OK, Buzzfeed, I’m calling you out. At first I thought your post “31 Things You Can Do With Peeps That Will Blow Your Kids’ Minds” was a joke, but no, here it is, subtitled “Make Easter Unforgettable,” and it looks to me like you’re completely serious.
Are you kidding me? After I read it, I tweeted: Impress ur kids w/Peeps? Seriously? Just relax and let the kids eat the dang things out of the pkg instead.
And I meant it. Who on earth has time to do those things? Besides, if your kids’ Easter will be forgettable without Peeps, they’re pretty spoiled, don’t you think?
What really concerns me about that post is that it’s just one more example of the tremendous amount of pressure on parents these days to make everything perfect for their children.
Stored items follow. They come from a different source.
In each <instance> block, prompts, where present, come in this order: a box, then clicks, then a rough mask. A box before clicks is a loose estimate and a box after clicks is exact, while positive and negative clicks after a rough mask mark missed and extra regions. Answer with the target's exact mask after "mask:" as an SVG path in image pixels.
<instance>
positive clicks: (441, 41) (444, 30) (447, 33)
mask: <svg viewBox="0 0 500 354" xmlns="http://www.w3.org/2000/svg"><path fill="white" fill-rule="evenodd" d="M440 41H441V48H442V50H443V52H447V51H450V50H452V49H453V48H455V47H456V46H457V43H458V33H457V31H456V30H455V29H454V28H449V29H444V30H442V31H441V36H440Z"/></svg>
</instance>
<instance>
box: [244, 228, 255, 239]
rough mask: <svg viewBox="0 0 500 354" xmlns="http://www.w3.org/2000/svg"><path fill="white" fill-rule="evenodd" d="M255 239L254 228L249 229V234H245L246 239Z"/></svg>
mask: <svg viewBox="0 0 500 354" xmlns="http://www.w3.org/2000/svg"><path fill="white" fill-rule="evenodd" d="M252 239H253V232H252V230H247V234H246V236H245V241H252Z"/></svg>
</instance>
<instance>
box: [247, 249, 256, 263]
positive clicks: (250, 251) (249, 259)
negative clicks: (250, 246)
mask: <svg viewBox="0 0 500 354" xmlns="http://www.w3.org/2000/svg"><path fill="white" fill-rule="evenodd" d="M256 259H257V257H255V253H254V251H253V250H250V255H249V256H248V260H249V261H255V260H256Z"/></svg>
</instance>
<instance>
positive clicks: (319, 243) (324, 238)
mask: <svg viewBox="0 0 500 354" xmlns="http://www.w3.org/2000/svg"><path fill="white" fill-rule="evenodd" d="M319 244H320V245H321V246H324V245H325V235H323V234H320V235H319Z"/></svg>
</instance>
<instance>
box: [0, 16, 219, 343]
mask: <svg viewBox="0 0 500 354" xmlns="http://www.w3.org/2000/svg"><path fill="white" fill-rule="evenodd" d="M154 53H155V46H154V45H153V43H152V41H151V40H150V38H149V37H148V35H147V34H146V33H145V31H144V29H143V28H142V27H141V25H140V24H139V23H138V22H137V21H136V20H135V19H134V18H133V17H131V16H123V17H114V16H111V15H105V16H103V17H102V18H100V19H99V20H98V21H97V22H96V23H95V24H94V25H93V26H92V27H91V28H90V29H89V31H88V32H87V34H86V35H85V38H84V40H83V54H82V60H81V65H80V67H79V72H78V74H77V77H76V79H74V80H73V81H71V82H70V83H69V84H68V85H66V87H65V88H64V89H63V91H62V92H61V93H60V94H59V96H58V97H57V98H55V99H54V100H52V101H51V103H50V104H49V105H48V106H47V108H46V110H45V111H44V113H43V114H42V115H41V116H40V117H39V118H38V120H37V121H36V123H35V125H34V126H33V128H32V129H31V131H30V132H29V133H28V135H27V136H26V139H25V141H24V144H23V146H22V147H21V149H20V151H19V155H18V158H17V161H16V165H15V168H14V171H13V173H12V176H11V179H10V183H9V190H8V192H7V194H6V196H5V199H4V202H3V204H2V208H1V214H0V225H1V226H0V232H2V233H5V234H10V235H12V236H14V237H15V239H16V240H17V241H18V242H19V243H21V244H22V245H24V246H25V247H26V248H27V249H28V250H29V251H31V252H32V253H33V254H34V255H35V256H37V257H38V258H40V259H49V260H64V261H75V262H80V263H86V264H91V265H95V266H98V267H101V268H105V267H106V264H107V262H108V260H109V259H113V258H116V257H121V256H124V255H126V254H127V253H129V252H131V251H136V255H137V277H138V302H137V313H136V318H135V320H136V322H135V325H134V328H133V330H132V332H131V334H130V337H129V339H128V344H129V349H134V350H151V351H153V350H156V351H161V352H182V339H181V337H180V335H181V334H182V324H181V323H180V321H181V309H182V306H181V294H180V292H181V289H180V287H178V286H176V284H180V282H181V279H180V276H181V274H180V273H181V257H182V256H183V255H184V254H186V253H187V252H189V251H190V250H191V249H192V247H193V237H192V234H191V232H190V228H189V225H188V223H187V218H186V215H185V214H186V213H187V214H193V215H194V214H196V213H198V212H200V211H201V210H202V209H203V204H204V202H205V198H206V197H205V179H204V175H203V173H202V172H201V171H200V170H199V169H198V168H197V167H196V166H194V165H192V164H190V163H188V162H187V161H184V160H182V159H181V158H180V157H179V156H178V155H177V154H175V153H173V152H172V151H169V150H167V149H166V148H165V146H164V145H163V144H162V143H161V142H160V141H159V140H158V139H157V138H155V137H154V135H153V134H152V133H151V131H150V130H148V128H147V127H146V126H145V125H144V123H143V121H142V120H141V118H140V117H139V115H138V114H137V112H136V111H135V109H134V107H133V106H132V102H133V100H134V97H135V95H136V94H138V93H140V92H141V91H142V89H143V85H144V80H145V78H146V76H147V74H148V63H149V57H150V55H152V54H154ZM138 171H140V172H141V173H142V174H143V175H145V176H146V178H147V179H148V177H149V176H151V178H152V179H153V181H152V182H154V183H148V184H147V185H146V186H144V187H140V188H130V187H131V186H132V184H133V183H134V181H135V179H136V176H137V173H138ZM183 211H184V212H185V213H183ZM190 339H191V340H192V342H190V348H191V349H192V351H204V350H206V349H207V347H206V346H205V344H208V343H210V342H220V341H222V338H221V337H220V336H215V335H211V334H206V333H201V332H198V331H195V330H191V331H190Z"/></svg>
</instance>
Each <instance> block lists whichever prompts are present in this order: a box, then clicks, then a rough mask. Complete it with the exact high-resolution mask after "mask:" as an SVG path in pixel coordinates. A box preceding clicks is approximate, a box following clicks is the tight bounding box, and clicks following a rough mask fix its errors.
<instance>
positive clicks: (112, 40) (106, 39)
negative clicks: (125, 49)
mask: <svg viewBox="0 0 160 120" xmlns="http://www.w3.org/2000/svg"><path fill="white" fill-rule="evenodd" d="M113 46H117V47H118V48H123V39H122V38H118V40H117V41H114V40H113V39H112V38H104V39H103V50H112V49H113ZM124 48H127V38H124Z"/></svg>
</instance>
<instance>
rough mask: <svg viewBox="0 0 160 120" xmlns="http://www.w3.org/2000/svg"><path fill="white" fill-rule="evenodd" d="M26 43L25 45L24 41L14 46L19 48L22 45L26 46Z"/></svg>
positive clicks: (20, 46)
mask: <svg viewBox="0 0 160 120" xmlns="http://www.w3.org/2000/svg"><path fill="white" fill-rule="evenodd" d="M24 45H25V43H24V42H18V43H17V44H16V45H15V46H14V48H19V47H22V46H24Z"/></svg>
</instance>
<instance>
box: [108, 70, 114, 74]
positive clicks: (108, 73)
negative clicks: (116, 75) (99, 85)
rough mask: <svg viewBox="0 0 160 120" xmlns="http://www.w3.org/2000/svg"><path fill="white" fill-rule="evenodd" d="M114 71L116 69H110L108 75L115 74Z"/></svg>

To make matters worse, many parents have been sucked into the competitive world of Facebook, so they won’t just waste precious hours of their lives dipping Peeps into more sugar (and doing the sticky cleanup afterwards), but will also stay up into the wee hours taking photos of their “amazing” creations and putting them on Facebook so that their many “friends” will applaud them with “likes” (and secretly feel guilty that they didn’t do that for their children.)
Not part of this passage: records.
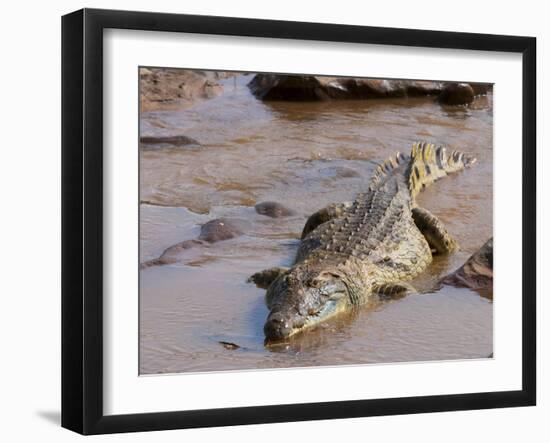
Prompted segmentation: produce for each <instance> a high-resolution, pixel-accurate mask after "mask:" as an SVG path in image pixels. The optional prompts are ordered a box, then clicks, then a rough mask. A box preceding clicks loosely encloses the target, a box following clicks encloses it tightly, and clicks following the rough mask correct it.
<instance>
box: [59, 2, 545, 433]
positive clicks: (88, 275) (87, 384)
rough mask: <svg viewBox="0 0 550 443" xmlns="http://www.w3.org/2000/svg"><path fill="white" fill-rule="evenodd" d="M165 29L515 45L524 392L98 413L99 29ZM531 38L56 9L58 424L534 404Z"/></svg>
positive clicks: (99, 277)
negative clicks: (59, 18)
mask: <svg viewBox="0 0 550 443" xmlns="http://www.w3.org/2000/svg"><path fill="white" fill-rule="evenodd" d="M107 28H117V29H132V30H146V31H170V32H180V33H181V32H185V33H198V34H216V35H226V36H249V37H268V38H284V39H300V40H316V41H327V42H328V41H332V42H352V43H369V44H377V45H398V46H411V47H412V46H415V47H425V48H453V49H469V50H480V51H501V52H510V53H520V54H522V64H523V86H522V87H523V91H522V92H523V105H522V106H523V117H522V119H523V120H522V128H523V136H522V137H523V139H522V142H523V145H522V157H521V158H522V182H523V190H522V193H523V207H522V211H523V214H522V220H523V232H522V240H523V246H522V247H523V250H522V254H523V257H522V263H523V268H522V278H523V293H522V334H523V336H522V346H523V347H522V389H521V390H517V391H505V392H479V393H468V394H466V393H465V394H457V395H435V396H421V397H405V398H392V399H373V400H357V401H336V402H324V403H308V404H287V405H284V404H283V405H266V406H260V407H237V408H229V409H209V410H190V411H177V412H160V413H142V414H131V415H104V413H103V407H102V405H103V337H102V330H103V329H102V327H103V318H102V316H103V298H102V284H103V276H102V268H103V246H102V245H103V226H102V225H103V199H102V192H103V166H102V165H103V147H102V138H103V111H102V109H103V86H102V85H103V79H102V77H103V30H104V29H107ZM535 85H536V39H535V38H532V37H516V36H503V35H484V34H471V33H456V32H441V31H423V30H412V29H391V28H377V27H365V26H348V25H337V24H319V23H300V22H286V21H285V22H283V21H273V20H256V19H243V18H229V17H210V16H193V15H176V14H161V13H149V12H127V11H110V10H97V9H83V10H79V11H76V12H73V13H71V14H68V15H65V16H64V17H63V18H62V201H63V203H62V426H63V427H65V428H68V429H71V430H73V431H76V432H79V433H82V434H105V433H115V432H132V431H151V430H162V429H179V428H194V427H211V426H228V425H239V424H256V423H273V422H288V421H301V420H319V419H332V418H347V417H363V416H379V415H393V414H413V413H424V412H436V411H456V410H466V409H485V408H501V407H512V406H529V405H535V402H536V337H535V331H536V275H535V273H536V89H535V87H536V86H535Z"/></svg>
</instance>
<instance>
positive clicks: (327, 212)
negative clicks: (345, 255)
mask: <svg viewBox="0 0 550 443" xmlns="http://www.w3.org/2000/svg"><path fill="white" fill-rule="evenodd" d="M351 205H352V204H351V202H344V203H333V204H331V205H328V206H325V207H324V208H323V209H319V210H318V211H317V212H315V213H314V214H312V215H311V216H310V217H309V218H308V219H307V221H306V224H305V225H304V230H303V231H302V237H301V238H302V240H303V239H304V238H305V237H306V236H307V235H308V234H309V233H310V232H311V231H313V230H315V228H317V227H318V226H321V225H322V224H323V223H326V222H327V221H329V220H332V219H335V218H338V217H341V216H342V214H343V213H344V211H345V210H346V209H347V208H349V207H351Z"/></svg>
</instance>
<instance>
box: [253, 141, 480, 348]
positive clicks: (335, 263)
mask: <svg viewBox="0 0 550 443" xmlns="http://www.w3.org/2000/svg"><path fill="white" fill-rule="evenodd" d="M475 161H476V160H475V158H474V157H472V156H469V155H466V154H464V153H462V152H459V151H449V150H447V149H446V148H445V147H443V146H435V145H434V144H431V143H425V142H417V143H415V144H413V146H412V149H411V152H410V154H408V155H404V154H400V153H397V154H396V155H394V156H392V157H390V158H388V159H387V160H386V161H384V162H383V163H382V164H380V165H379V166H378V167H377V168H376V170H375V172H374V174H373V177H372V179H371V181H370V184H369V187H368V189H367V190H366V191H365V192H362V193H360V194H358V195H357V197H356V198H355V200H354V201H353V202H351V203H339V204H332V205H329V206H327V207H326V208H324V209H321V210H320V211H317V212H316V213H315V214H313V215H312V216H311V217H310V218H309V219H308V221H307V222H306V224H305V226H304V230H303V233H302V240H301V243H300V246H299V249H298V253H297V256H296V260H295V264H294V265H293V266H292V267H291V268H290V269H284V268H271V269H267V270H265V271H262V272H258V273H256V274H254V275H253V276H252V277H251V278H250V280H251V281H253V282H255V283H256V284H257V285H258V286H260V287H263V288H267V293H266V302H267V306H268V308H269V310H270V313H269V315H268V317H267V320H266V323H265V326H264V332H265V336H266V339H267V341H268V342H269V341H277V340H281V339H286V338H288V337H289V336H291V335H293V334H295V333H297V332H299V331H301V330H303V329H306V328H308V327H311V326H314V325H317V324H319V323H321V322H322V321H324V320H326V319H328V318H330V317H332V316H334V315H336V314H338V313H339V312H343V311H347V310H350V309H352V308H353V307H354V306H357V305H361V304H364V303H365V302H367V301H368V300H369V297H370V296H371V295H372V294H387V295H393V294H398V293H403V292H406V291H408V290H410V289H411V286H410V285H408V284H407V283H406V281H407V280H410V279H412V278H414V277H415V276H417V275H418V274H420V273H421V272H423V271H424V270H425V269H426V267H427V266H428V265H429V264H430V263H431V261H432V255H433V254H434V253H438V254H445V253H450V252H452V251H454V250H455V249H456V248H457V247H458V246H457V243H456V241H455V240H454V239H453V238H452V237H451V235H450V234H449V233H448V232H447V230H446V228H445V226H444V225H443V224H442V223H441V221H439V220H438V218H437V217H436V216H434V215H433V214H431V213H430V212H429V211H427V210H426V209H423V208H421V207H419V206H418V205H417V203H416V199H415V197H416V195H417V194H418V193H419V192H420V190H421V189H423V188H424V187H426V186H428V185H429V184H431V183H433V182H434V181H435V180H437V179H439V178H442V177H444V176H446V175H447V174H449V173H452V172H456V171H460V170H462V169H464V168H465V167H468V166H470V165H472V164H473V163H475Z"/></svg>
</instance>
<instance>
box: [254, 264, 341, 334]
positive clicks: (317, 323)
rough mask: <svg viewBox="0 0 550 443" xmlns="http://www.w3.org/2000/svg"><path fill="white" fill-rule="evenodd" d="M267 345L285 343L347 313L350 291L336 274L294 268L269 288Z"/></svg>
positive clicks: (340, 275) (267, 297) (265, 332)
mask: <svg viewBox="0 0 550 443" xmlns="http://www.w3.org/2000/svg"><path fill="white" fill-rule="evenodd" d="M266 299H267V305H268V308H269V309H270V312H269V315H268V317H267V320H266V323H265V326H264V333H265V337H266V342H267V343H271V342H276V341H280V340H285V339H287V338H289V337H290V336H292V335H294V334H296V333H298V332H301V331H303V330H304V329H308V328H311V327H313V326H316V325H318V324H320V323H322V322H324V321H325V320H327V319H329V318H331V317H333V316H335V315H336V314H338V313H340V312H343V311H345V310H347V308H348V305H349V303H350V302H349V300H350V298H349V296H348V288H347V286H346V284H345V282H344V280H343V276H342V275H341V274H340V273H338V272H335V271H331V270H322V271H315V270H311V269H307V270H304V269H303V268H302V267H295V268H293V269H291V270H290V271H289V272H287V273H286V274H283V275H281V276H280V277H279V278H277V280H275V281H274V282H273V284H272V285H271V286H270V287H269V289H268V291H267V294H266Z"/></svg>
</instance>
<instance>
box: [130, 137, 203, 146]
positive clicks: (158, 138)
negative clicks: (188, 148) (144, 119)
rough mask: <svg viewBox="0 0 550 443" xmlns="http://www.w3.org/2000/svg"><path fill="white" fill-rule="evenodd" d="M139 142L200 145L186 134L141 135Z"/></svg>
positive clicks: (156, 144) (167, 144) (155, 143)
mask: <svg viewBox="0 0 550 443" xmlns="http://www.w3.org/2000/svg"><path fill="white" fill-rule="evenodd" d="M139 142H140V143H142V144H144V145H172V146H187V145H200V143H199V142H198V141H197V140H195V139H194V138H191V137H187V136H186V135H168V136H159V137H157V136H147V135H145V136H141V137H140V138H139Z"/></svg>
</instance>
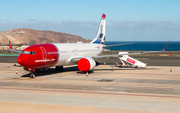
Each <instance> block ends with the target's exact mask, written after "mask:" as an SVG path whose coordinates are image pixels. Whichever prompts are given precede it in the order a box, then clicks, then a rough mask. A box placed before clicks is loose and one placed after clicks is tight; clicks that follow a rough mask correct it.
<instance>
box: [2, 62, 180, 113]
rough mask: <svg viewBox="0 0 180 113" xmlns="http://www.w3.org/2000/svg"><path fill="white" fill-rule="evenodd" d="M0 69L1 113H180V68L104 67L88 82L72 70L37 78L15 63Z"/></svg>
mask: <svg viewBox="0 0 180 113" xmlns="http://www.w3.org/2000/svg"><path fill="white" fill-rule="evenodd" d="M7 65H9V68H8V67H7ZM112 68H113V71H112ZM170 68H172V72H170ZM0 70H1V71H0V106H1V109H0V113H12V112H13V113H24V112H26V113H28V112H33V113H36V112H37V113H39V112H43V113H50V112H51V113H52V112H63V113H92V112H97V113H109V112H115V113H172V112H173V113H176V112H177V113H179V112H180V107H179V106H180V85H179V84H180V75H179V72H180V70H179V67H177V66H147V68H146V69H135V68H118V67H112V65H105V66H104V65H100V66H97V67H96V68H95V69H94V72H91V73H89V76H88V77H86V74H85V73H82V72H80V71H78V69H77V67H76V66H68V67H66V68H65V71H64V72H56V71H55V69H54V68H48V70H49V71H46V70H39V71H37V72H36V75H37V76H36V78H34V79H30V78H29V72H27V71H24V70H23V68H22V67H21V66H19V65H16V66H14V63H1V64H0ZM16 71H18V74H16Z"/></svg>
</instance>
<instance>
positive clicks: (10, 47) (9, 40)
mask: <svg viewBox="0 0 180 113" xmlns="http://www.w3.org/2000/svg"><path fill="white" fill-rule="evenodd" d="M9 49H12V45H11V41H10V40H9Z"/></svg>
I wish there weren’t so many voices out there telling parents that they must do this or that amazing thing for their children, because children’s needs are actually pretty simple:
- They need consistent parenting with secure boundaries they can live safely within.
- They need regular one-on-one time with their parents: time spent reading together, singing together, working together or playing on the floor together…with no phones or iPads to interrupt the fun.
- They need hugs and kisses (especially after they’ve been disciplined).
Bottom line? They need love, attention, and security from their parents. That’s a big enough job without adding 31 ways to make Peeps mind-blowing.